Armand Touton stepped behind his car and pissed into the river. What kind of a world did he live in, he wondered, when the premier of the province used low-level hoods to smash the offices of mayoral candidates? Smashing the offices of his political rivals was bad enough, but now he was sending goons out to disrupt municipal elections—which, on the surface of things, were none of his business. What kind of a world was this?
“I told you you’d piss yourself,” Clément said as the cop got back into the car. “Can we go now?”
“There’s something you should understand,” Touton advised him.
“What’s that?”
“You work for me now. Do what you have to do for the people you work for—Houde, Duplessis, the mob guys …
exactly who doesn’t really matter. But you work for me now. We can’t clean this town up unless people like you help out people like me.”
Clément sat quietly in the car awhile. He didn’t want to be a stool pigeon, and couldn’t think of himself in those terms, but the cop’s words had made it sound different than that. As though this was a special mission and a worthy cause. In any case, they wouldn’t be driving away soon unless he agreed to do it, and, given the alternatives—jail, the river—he had no reason not to agree.
“All right,” he said. “We’ll clean this place up. Maybe my wife and daughter, someday, they’ll be proud of me for that.”
“Now you’re thinking with your brain,” Touton said.
They drove off the docks, back to Clément’s neighbourhood.
“Did you really take out LeBrun?” the thug asked.
“One punch,” Touton confirmed, but conceded, “I got lucky. Right up under the chin, and he dropped. Took him more than twelve minutes to wake up, and when he did, his pride was gone. He wept. Something to see, LeBrun wiping tears off his cheeks. You never know how somebody will react. You think you’re invincible, and poof! You’re not. LeBrun never thought he’d be looking up from the floor at another man while his body felt like yellow mush.

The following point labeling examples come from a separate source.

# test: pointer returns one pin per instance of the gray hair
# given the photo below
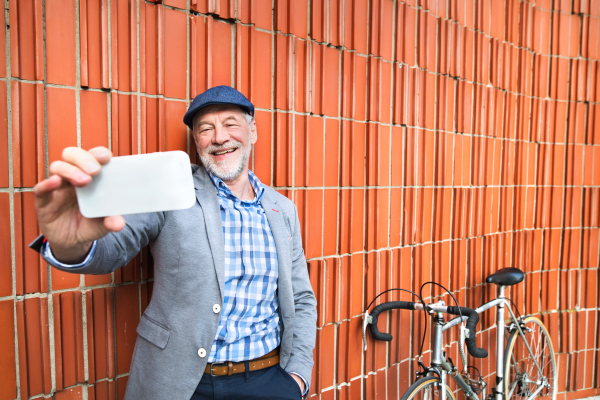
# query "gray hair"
(249, 118)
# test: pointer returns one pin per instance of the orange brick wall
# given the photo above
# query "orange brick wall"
(419, 139)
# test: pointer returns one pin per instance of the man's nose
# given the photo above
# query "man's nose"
(221, 135)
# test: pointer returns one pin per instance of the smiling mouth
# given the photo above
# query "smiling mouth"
(221, 152)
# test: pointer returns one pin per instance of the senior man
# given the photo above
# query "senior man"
(232, 315)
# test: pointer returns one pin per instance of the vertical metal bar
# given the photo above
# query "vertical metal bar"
(443, 388)
(500, 346)
(436, 359)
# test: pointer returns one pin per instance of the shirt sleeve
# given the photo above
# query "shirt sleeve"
(47, 252)
(303, 380)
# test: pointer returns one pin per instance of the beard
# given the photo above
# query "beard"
(230, 169)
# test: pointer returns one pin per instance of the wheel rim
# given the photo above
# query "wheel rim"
(522, 375)
(431, 391)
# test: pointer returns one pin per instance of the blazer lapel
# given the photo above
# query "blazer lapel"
(279, 231)
(206, 194)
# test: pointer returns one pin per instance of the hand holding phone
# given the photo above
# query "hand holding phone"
(71, 232)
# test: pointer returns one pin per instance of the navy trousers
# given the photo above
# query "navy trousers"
(269, 383)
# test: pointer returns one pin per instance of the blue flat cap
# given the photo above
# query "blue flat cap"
(217, 95)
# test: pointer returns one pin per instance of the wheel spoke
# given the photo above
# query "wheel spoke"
(521, 370)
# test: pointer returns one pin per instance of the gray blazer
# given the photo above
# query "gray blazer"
(187, 246)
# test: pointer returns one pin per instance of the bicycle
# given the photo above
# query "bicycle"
(525, 367)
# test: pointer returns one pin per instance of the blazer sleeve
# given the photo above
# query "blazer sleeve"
(116, 249)
(305, 304)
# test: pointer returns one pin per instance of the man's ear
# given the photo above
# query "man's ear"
(253, 132)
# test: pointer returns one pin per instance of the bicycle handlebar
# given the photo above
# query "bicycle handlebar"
(472, 320)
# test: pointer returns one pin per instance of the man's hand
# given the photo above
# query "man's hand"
(299, 381)
(69, 233)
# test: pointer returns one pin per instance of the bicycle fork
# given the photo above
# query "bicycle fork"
(499, 390)
(440, 364)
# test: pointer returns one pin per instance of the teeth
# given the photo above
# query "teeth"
(218, 153)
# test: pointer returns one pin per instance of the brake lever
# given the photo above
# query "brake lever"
(367, 319)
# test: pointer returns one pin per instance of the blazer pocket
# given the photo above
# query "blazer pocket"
(152, 332)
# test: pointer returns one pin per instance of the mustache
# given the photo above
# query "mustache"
(229, 146)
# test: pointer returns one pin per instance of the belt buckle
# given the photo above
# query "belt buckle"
(218, 364)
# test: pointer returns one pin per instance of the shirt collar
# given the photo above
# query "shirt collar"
(224, 190)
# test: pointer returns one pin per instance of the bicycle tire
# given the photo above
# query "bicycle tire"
(519, 368)
(425, 389)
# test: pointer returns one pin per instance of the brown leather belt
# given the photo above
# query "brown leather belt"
(229, 368)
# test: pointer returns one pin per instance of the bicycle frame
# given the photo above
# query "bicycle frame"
(444, 368)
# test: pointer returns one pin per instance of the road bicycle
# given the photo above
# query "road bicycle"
(525, 364)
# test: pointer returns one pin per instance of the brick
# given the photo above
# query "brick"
(353, 153)
(210, 41)
(74, 393)
(153, 124)
(28, 132)
(354, 85)
(325, 82)
(378, 155)
(175, 53)
(380, 75)
(124, 124)
(31, 273)
(310, 214)
(4, 136)
(93, 42)
(175, 130)
(94, 119)
(258, 13)
(284, 48)
(34, 347)
(405, 31)
(262, 147)
(100, 334)
(355, 25)
(124, 44)
(377, 219)
(60, 42)
(302, 69)
(381, 14)
(127, 316)
(26, 39)
(152, 70)
(309, 151)
(5, 256)
(62, 128)
(68, 339)
(290, 16)
(253, 62)
(8, 376)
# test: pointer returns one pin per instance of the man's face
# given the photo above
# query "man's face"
(224, 140)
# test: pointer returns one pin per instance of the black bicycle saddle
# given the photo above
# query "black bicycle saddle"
(506, 277)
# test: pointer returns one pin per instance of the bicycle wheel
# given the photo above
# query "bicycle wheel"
(521, 375)
(427, 388)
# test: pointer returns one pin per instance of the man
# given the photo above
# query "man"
(232, 314)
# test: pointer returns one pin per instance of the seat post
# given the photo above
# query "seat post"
(500, 345)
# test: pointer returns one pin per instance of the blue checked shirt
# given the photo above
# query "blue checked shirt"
(249, 326)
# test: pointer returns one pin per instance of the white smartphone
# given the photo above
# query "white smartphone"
(139, 184)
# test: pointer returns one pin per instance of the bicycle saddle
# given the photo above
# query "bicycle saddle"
(506, 277)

It’s tough to be a legend in your own time, I guess, when your time as a legend is over.”
Touton arrived at the address he’d lifted from Roger Clément’s wallet. The single-level dwelling hunkered down between a duplex on one side, a triplex on the other. The brown clapboard home had seen better days, and in another time had overseen a backyard of hogs and chickens, perhaps a corn crop and rows of beans and lettuce. Now it would be a patch of weeds, worn to dirt where children played, fenced in, sunless by day, leading onto a lane. The roof sagged. The stoop sloped dramatically forward and crumpled to the left. Visitors quickly assessed that the stairs were booby traps for the unwary. A low, black wrought-iron fence segregated the rather sparse front patch of yard from the sidewalk, and Touton bent at the waist to find the latch and unfasten it. He stepped over the rickety stairs onto the porch, then rang the buzzer by the door.